I'm experimenting with OpenGL ES 3.0 and found the following statement in the Quick Reference sheet:
β#version 300 esβ must appear in the first line of a shader program written in GLSL ES version 3.00. If omitted, the shader will be treated as targeting version 1.00.
So I tried to add this at the beginning of my shaders, but that only resulted in the error
Link failed because of invalid vertex shader.
as reported by .glGetProgramInfoLog
. If I remove the first line with the "#version 300 gl" statement, the shader compiles and works.
This is the code of my vertex shader
private final String vertexShaderCode =
"#version 300 es \n" +
"uniform mat4 uMVPMatrix; \n" +
"attribute vec2 a_TexCoordinate; \n" +
"attribute vec4 vPosition; \n" +
"varying vec2 v_TexCoordinate; \n" +
"void main() { \n" +
" v_TexCoordinate = a_TexCoordinate; \n" +
" gl_Position = uMVPMatrix * vPosition; \n" +
"} \n";
I also added the version statement to the vertex and the fragment shader, and still get the same error.

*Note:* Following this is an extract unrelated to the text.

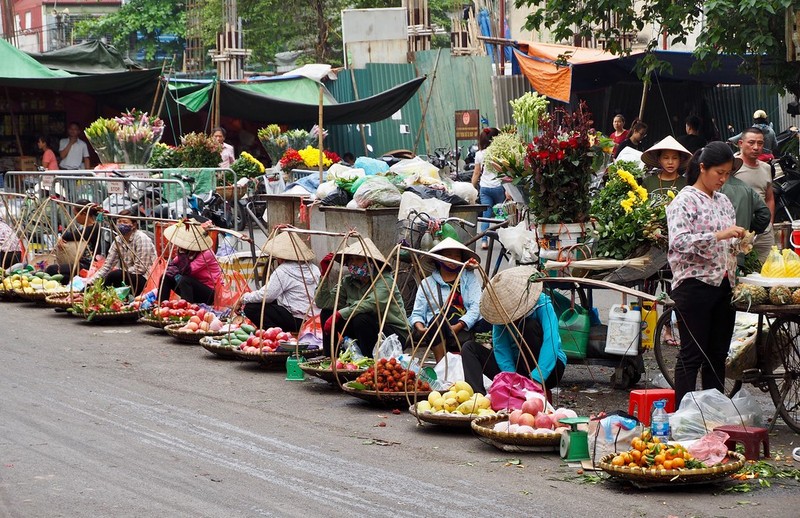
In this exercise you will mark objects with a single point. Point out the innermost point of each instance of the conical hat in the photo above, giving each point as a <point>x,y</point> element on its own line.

I call setEGLContextClientVersion(3)
in my GLSurfaceView, and I added <uses-feature android:glEsVersion="0x00030000" android:required="true" />
to my manifest to indicate that the app requires OpenGL ES 3.0.
Am I reading the OpenGL ES documentation wrong and I don't need to add this version statement? If I need to add it, what am I doing wrong that it always results in an error?